The indoor environment has a large amount of environment semantic information such as doors and windows and the like and clear structural line characteristics. Line features are more descriptive than point features under the same scene. Theoretically, on the premise that a relatively accurate three-dimensional environment map exists, continuous and high-precision positioning can be achieved on the premise that a large indoor scene does not have a closed loop by matching the SLAM reconstruction environment and existing map model data (such as a BIM model) in real time.
Disclosure of Invention
In order to solve the problem that closed-loop correction accumulated errors are difficult to rely on in a large-range indoor scene as a pose optimization basis, the invention provides a prior map auxiliary indoor positioning method based on a monocular camera, and the accuracy of a large-range indoor positioning result can be effectively improved.
In order to achieve the purpose, the solution of the invention is a prior map auxiliary indoor positioning method based on a monocular camera, which comprises the following steps:
s1, acquiring a prior point cloud map of a non-closed-loop indoor scene;
s2, performing semantic segmentation on the known prior map, extracting and reserving local point clouds with environment semantic information and extracting three-dimensional line segments to form a simplified semantic line feature positioning map;
and S3, extracting two-dimensional line features from the camera image, adding a semantic detection process, adding semantic labels to the two-dimensional line segments, and screening and combining the two-dimensional line segments.
S4, judging the visibility of the three-dimensional line segment in the semantic positioning map for the single-frame image, and matching the two-dimensional line features with the three-dimensional line segments which are in the visual field range and have consistent semantic labels;
s5, an optimization model matched with the real-time map and the prior map is constructed, and the positioning accuracy of the system is improved.

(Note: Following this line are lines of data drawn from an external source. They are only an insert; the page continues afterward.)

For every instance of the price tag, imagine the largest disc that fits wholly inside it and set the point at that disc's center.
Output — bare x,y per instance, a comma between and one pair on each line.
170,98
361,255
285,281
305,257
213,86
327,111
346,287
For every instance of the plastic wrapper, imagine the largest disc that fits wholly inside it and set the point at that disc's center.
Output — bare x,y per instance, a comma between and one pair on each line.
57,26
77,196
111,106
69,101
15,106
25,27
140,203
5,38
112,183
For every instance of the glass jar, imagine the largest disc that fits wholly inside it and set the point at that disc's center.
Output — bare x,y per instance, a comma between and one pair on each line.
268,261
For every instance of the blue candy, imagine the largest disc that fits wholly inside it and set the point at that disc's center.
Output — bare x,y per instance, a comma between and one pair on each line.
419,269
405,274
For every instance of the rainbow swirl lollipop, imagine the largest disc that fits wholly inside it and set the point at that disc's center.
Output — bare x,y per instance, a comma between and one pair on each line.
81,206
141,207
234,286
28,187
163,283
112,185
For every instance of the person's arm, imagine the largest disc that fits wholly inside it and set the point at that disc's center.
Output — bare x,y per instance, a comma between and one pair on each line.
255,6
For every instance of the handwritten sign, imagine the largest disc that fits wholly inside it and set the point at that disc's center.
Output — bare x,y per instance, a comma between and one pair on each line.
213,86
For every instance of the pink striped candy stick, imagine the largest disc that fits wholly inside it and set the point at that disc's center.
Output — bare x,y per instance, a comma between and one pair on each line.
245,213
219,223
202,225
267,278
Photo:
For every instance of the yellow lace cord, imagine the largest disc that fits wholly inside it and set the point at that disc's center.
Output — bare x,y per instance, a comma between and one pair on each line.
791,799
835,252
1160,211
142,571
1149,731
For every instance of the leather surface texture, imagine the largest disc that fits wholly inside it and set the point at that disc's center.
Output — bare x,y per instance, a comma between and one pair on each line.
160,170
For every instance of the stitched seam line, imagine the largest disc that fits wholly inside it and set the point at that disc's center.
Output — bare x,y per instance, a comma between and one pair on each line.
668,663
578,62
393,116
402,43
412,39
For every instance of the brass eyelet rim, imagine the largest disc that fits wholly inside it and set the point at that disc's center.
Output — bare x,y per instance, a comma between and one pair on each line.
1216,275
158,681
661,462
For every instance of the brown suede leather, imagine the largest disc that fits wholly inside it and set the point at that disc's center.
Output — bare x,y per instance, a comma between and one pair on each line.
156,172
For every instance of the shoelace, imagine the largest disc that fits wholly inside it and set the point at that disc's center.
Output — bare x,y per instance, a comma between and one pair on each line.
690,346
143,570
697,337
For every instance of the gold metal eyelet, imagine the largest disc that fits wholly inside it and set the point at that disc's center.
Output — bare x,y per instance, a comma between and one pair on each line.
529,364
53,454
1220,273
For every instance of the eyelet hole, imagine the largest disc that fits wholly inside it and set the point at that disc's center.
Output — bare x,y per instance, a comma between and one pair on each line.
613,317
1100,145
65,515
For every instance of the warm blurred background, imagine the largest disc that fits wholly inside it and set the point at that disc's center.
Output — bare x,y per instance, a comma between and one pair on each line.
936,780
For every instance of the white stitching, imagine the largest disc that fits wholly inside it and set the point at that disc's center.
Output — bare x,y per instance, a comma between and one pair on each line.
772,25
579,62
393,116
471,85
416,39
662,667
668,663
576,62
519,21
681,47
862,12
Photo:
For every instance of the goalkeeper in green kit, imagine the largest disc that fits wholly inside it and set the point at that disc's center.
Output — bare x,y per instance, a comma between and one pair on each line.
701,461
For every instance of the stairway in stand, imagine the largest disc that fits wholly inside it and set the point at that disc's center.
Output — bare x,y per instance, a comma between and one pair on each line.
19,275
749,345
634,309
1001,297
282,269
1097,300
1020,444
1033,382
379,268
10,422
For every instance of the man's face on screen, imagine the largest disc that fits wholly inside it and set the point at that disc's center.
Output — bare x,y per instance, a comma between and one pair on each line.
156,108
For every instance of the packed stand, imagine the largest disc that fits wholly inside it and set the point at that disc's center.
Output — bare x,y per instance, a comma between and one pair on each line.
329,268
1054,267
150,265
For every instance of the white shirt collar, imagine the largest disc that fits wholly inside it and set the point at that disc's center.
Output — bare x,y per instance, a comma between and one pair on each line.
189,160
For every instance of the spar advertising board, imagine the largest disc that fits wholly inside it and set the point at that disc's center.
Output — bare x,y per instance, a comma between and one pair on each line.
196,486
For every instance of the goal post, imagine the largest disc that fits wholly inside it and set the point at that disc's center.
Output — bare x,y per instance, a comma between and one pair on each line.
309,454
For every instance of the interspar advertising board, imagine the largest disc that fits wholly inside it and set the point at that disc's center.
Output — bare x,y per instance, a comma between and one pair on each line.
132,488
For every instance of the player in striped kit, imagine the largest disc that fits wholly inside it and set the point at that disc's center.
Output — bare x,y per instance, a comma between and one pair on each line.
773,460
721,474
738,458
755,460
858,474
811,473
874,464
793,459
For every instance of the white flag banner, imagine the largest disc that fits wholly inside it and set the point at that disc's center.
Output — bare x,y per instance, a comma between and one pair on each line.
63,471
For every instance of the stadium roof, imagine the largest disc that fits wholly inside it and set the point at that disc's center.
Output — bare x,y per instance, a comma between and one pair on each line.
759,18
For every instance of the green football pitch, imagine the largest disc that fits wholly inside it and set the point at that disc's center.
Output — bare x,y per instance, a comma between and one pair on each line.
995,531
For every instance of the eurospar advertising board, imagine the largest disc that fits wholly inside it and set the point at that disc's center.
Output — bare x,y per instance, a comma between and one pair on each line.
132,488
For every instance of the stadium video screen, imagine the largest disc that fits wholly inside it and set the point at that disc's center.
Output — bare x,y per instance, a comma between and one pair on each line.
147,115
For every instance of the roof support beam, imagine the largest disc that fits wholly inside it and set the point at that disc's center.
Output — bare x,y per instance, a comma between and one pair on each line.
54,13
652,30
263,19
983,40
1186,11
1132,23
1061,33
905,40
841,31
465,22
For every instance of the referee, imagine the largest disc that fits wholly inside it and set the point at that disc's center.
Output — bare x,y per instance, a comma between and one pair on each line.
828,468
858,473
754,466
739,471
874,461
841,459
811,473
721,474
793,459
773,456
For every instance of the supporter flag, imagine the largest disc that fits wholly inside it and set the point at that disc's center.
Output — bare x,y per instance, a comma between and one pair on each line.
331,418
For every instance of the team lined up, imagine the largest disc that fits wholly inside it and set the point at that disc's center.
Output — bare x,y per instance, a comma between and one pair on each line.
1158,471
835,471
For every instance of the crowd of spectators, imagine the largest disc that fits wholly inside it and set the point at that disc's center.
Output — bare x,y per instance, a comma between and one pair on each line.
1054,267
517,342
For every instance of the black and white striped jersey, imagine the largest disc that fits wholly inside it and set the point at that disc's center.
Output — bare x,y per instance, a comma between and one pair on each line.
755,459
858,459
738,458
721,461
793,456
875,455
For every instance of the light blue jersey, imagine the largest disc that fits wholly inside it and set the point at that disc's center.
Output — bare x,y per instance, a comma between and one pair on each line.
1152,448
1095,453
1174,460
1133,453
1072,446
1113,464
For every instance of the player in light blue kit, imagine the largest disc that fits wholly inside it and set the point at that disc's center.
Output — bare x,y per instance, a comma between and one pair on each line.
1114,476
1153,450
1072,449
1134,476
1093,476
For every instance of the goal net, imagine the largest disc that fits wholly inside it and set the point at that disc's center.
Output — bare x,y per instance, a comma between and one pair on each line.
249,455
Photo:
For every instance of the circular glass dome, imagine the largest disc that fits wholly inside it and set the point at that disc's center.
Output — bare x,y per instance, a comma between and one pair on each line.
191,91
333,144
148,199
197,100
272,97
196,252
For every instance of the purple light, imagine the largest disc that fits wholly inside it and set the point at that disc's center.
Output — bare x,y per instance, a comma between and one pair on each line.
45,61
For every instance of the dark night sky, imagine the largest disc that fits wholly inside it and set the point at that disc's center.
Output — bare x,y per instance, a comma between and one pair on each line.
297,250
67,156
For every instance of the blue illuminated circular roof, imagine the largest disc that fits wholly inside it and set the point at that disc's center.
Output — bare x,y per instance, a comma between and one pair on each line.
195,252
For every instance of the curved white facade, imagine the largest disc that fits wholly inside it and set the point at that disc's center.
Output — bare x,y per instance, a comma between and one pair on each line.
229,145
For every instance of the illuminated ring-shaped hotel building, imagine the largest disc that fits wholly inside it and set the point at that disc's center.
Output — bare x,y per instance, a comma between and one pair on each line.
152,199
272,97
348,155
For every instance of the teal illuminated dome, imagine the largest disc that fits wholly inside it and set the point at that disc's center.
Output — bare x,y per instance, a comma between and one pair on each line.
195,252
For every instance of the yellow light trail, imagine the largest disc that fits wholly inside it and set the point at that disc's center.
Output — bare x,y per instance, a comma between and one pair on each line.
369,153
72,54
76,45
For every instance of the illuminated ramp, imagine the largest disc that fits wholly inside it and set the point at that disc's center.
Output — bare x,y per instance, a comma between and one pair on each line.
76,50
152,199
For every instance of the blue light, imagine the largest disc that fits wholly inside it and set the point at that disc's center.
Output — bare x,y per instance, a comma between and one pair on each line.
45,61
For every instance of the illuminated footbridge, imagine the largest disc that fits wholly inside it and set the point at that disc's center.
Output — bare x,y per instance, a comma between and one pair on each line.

And S6, comparing and detecting the performance of each algorithm under the conditions of no closed track and no annular track and by taking the absolute position error and the closed error as evaluation standards of the performance of each algorithm.
In the step 1, an RGB image and a depth map of a scene are captured by a handheld Kinect-v2.0 camera, and dense point cloud information is generated by an ORB-SLAM2 and stored as a prior point cloud map.
In the step 2, a high-efficiency semantic segmentation model RandLA-Net is used, a simple and quick random sampling method is used for greatly reducing the point density, and a redesigned Localfeature aggregator is used for reserving the remarkable features.
In the step 2, in order to satisfy the extraction of three-dimensional straight lines and obtain better robustness, the three-dimensional straight lines are extracted by using an image-based three-dimensional line segment detection method, and a prior map composed of line segments with environment semantic information is effectively generated by combining a semantic segmentation model RandLA-Net.
In the step 3, an M-LSD algorithm is used for detecting the two-dimensional line characteristics, meanwhile, a semantic detection thread is added, a segnet network is used for semantic segmentation, and if the extracted line segment is in a color block corresponding to the gate, a corresponding semantic category label is given. And screening the line segments with the label category of 'gate', reserving a straight line group close to a semantic boundary curve xi, and merging two-dimensional line segments which may be the same frame line.
In the step 4, the visibility of the three-dimensional doorframe line is judged by adopting different strategies under three conditions according to the visibility of the doorframe line end point.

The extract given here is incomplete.